WAF — GenAI Security Settings Configuration Guide

Shay_Levin — Mon, 20 Apr 2026 09:18:42 GMT

CloudGuard WAF — GenAI Security Settings Configuration Guide

More information on GenAI you will find in the Admin Guide

How to identify the Request URI and Prompt Location for GenAI attack inspection

This guide walks you through using Chrome Developer Tools to identify the correct Request URI and Prompt Location values needed to configure GenAI security scanning in Check Point CloudGuard WAF.

Overview

When configuring CloudGuard WAF to inspect GenAI-related traffic (such as prompts sent to an AI chatbot), you need to tell the WAF two things:

Request URI — The API endpoint path that handles chat/prompt requests (e.g., /api/chat).
Prompt Location — The JSON field inside the request body that contains the user's prompt (e.g., body.message).

The screenshot below shows the GenAI Security Settings panel in CloudGuard WAF where these values are entered.

To find the correct values for your application, follow the steps below using Chrome Developer Tools.

Step 1 — Open Chrome Developer Tools

Open your web application in Google Chrome. Then open Developer Tools using one of the following methods:

Press F12 on your keyboard, or
Press Ctrl + Shift + I (Windows/Linux) / Cmd + Option + I (Mac), or
Right-click anywhere on the page and select Inspect.

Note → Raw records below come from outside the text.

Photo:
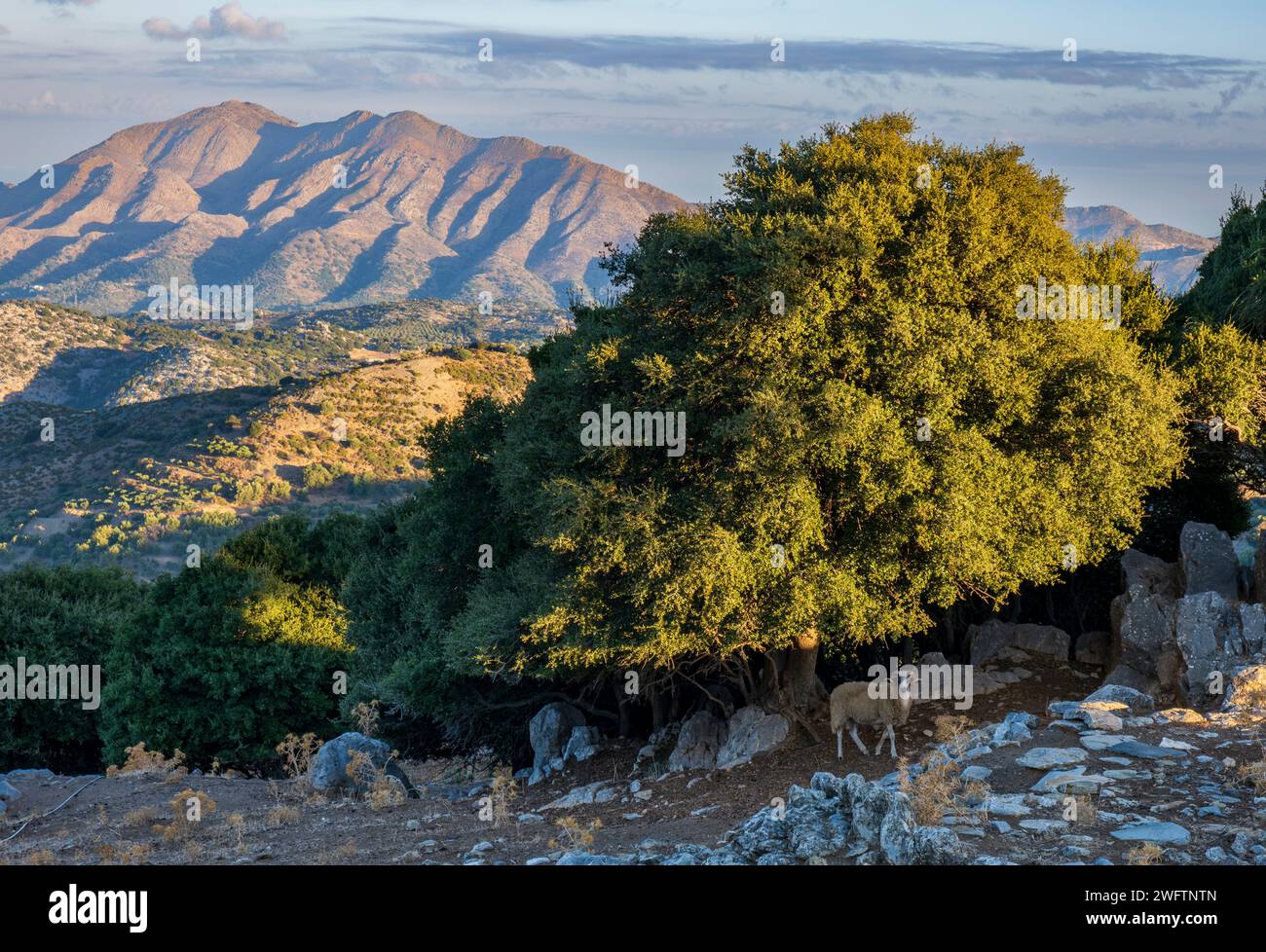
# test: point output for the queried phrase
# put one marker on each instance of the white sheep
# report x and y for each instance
(852, 704)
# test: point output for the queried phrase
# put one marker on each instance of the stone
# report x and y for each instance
(1049, 757)
(548, 731)
(329, 767)
(1208, 561)
(1007, 805)
(1143, 653)
(581, 745)
(1204, 626)
(598, 792)
(751, 731)
(1094, 648)
(1136, 702)
(1156, 832)
(1011, 733)
(987, 641)
(1247, 689)
(701, 737)
(1070, 782)
(1143, 751)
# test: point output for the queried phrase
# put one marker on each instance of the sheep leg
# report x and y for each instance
(852, 733)
(882, 733)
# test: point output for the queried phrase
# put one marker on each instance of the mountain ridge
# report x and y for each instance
(237, 194)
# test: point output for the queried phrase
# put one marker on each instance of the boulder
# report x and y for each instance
(1208, 561)
(987, 641)
(596, 792)
(1166, 833)
(1136, 702)
(701, 737)
(1153, 575)
(1011, 732)
(1094, 648)
(548, 731)
(751, 731)
(1051, 757)
(1247, 690)
(581, 745)
(329, 769)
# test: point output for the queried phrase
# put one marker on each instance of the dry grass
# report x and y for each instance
(189, 809)
(1144, 855)
(296, 753)
(123, 854)
(938, 788)
(574, 834)
(1254, 774)
(502, 792)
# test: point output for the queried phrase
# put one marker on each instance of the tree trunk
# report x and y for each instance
(801, 683)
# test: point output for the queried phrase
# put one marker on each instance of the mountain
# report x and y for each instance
(236, 194)
(1173, 255)
(119, 447)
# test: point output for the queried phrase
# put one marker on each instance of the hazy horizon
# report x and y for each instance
(1134, 122)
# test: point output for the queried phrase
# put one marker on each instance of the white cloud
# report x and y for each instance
(227, 20)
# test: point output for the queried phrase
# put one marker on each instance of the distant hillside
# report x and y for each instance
(1173, 255)
(359, 209)
(134, 476)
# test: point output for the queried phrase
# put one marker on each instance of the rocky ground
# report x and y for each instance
(1176, 784)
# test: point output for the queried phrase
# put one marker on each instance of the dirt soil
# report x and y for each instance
(125, 818)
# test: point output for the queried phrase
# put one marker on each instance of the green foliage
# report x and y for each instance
(58, 617)
(1232, 282)
(226, 660)
(899, 308)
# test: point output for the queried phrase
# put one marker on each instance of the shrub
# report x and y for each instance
(58, 617)
(226, 661)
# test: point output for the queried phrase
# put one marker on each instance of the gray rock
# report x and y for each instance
(1206, 626)
(988, 640)
(1007, 805)
(596, 792)
(577, 859)
(1050, 757)
(751, 732)
(1011, 732)
(548, 731)
(1156, 832)
(1143, 751)
(1094, 648)
(701, 737)
(1208, 561)
(329, 767)
(581, 745)
(1247, 689)
(1136, 702)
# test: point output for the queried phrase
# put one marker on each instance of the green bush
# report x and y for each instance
(58, 617)
(226, 660)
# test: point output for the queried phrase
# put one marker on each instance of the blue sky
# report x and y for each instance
(1157, 93)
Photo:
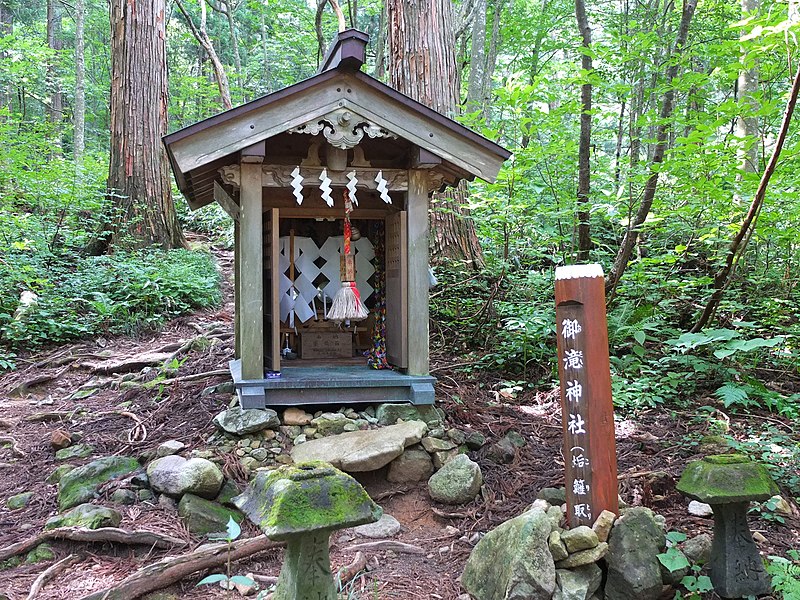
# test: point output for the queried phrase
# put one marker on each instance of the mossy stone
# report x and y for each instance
(80, 485)
(42, 553)
(303, 498)
(726, 478)
(85, 515)
(19, 501)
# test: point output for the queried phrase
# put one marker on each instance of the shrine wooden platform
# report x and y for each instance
(351, 384)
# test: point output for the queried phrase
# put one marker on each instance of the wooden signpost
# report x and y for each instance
(590, 455)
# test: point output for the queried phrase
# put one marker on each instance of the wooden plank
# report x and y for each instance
(251, 307)
(248, 128)
(418, 281)
(226, 202)
(588, 413)
(237, 292)
(396, 286)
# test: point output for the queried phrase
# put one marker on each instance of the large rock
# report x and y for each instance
(239, 421)
(174, 475)
(202, 516)
(388, 414)
(85, 515)
(80, 485)
(457, 482)
(366, 450)
(634, 571)
(412, 465)
(513, 562)
(579, 583)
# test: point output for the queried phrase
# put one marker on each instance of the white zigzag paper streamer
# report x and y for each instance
(351, 186)
(325, 186)
(297, 184)
(384, 191)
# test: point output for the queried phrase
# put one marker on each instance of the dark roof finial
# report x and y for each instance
(348, 51)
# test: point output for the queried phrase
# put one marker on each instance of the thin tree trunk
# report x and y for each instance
(477, 59)
(422, 65)
(79, 114)
(138, 179)
(634, 225)
(201, 35)
(739, 244)
(585, 140)
(55, 42)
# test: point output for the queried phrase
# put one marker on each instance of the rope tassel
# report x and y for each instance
(347, 304)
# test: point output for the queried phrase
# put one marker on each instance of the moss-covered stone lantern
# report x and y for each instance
(729, 482)
(302, 505)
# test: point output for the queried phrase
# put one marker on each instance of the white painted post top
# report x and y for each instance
(579, 271)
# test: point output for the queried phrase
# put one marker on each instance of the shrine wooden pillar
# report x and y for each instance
(250, 287)
(590, 456)
(418, 281)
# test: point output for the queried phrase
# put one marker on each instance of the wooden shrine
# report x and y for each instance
(280, 166)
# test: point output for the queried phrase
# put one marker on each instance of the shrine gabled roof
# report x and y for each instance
(198, 147)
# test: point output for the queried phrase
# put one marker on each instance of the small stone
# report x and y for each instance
(59, 439)
(296, 416)
(440, 459)
(86, 515)
(240, 421)
(475, 440)
(385, 527)
(555, 496)
(169, 447)
(436, 445)
(59, 472)
(781, 506)
(167, 503)
(260, 454)
(603, 523)
(578, 583)
(76, 451)
(579, 538)
(457, 436)
(700, 509)
(557, 547)
(19, 501)
(584, 557)
(123, 496)
(457, 482)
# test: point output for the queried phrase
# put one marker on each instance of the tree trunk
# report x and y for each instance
(585, 140)
(55, 109)
(739, 242)
(79, 112)
(138, 179)
(201, 35)
(422, 65)
(632, 231)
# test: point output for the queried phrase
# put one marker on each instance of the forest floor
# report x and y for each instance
(653, 447)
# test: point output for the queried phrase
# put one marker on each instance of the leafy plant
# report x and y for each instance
(232, 533)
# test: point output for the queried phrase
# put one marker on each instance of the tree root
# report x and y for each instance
(172, 569)
(50, 573)
(82, 534)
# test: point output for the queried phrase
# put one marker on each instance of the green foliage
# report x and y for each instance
(119, 293)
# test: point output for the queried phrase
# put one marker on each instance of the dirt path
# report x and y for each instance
(115, 414)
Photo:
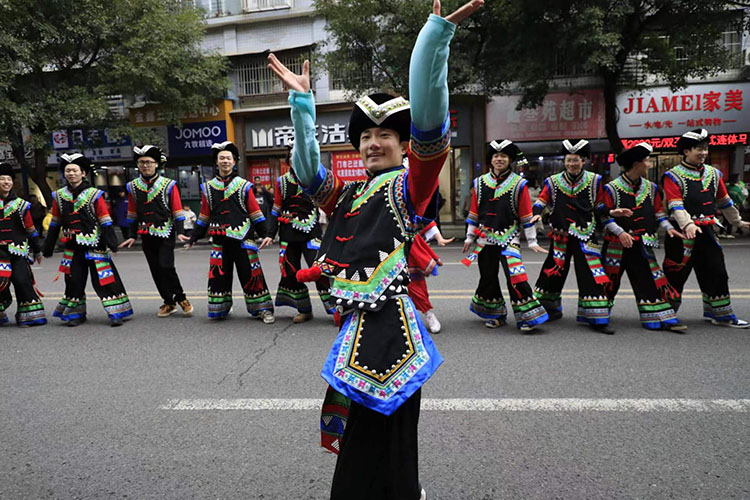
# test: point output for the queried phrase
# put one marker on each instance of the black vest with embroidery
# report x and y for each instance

Step 2 — Go to the Network Tab and Add the Method and Path Columns

In the Developer Tools panel, click the Network tab at the top. To make it easier to find the correct request, right-click on any column header (e.g., "Name") and enable the Method and Path columns. This will allow you to quickly spot the POST request and its URI path.

Step 3 — Send a Message in the Chat

With the Network tab open and recording, go back to your web application and type a message in the chat box (for example, type hi). This will trigger an API call that you can inspect in the Network tab.

Step 4 — Locate the POST Request and Copy the Path (Request URI)

In the Network tab, look for the request with Method = POST. The Path column shows the Request URI. In the example below, the path is /api/chat. This is the value you will enter in the Request URI field in the WAF GenAI settings.

You can also click on the request name (e.g., "chat") and verify the full URL in the Headers tab. The screenshot below shows the Headers details confirming the Request URL and POST method.

Step 5 — Click on the Payload Tab to Find the Prompt Location

After clicking on the POST request name in the Network tab, switch to the Payload tab. This shows the JSON body that was sent with the request. Look for the field that contains the text you typed in the chat. In the example below, the message hi appears in the message field.

The JSON field name that holds your text is the Prompt Location. In this case, the prompt location is:

message

Tip: If the JSON structure is nested (e.g., {"data": {"prompt": "hi"}}), the prompt location would be data.prompt. Use dot notation to describe the path to the field that contains the user's input.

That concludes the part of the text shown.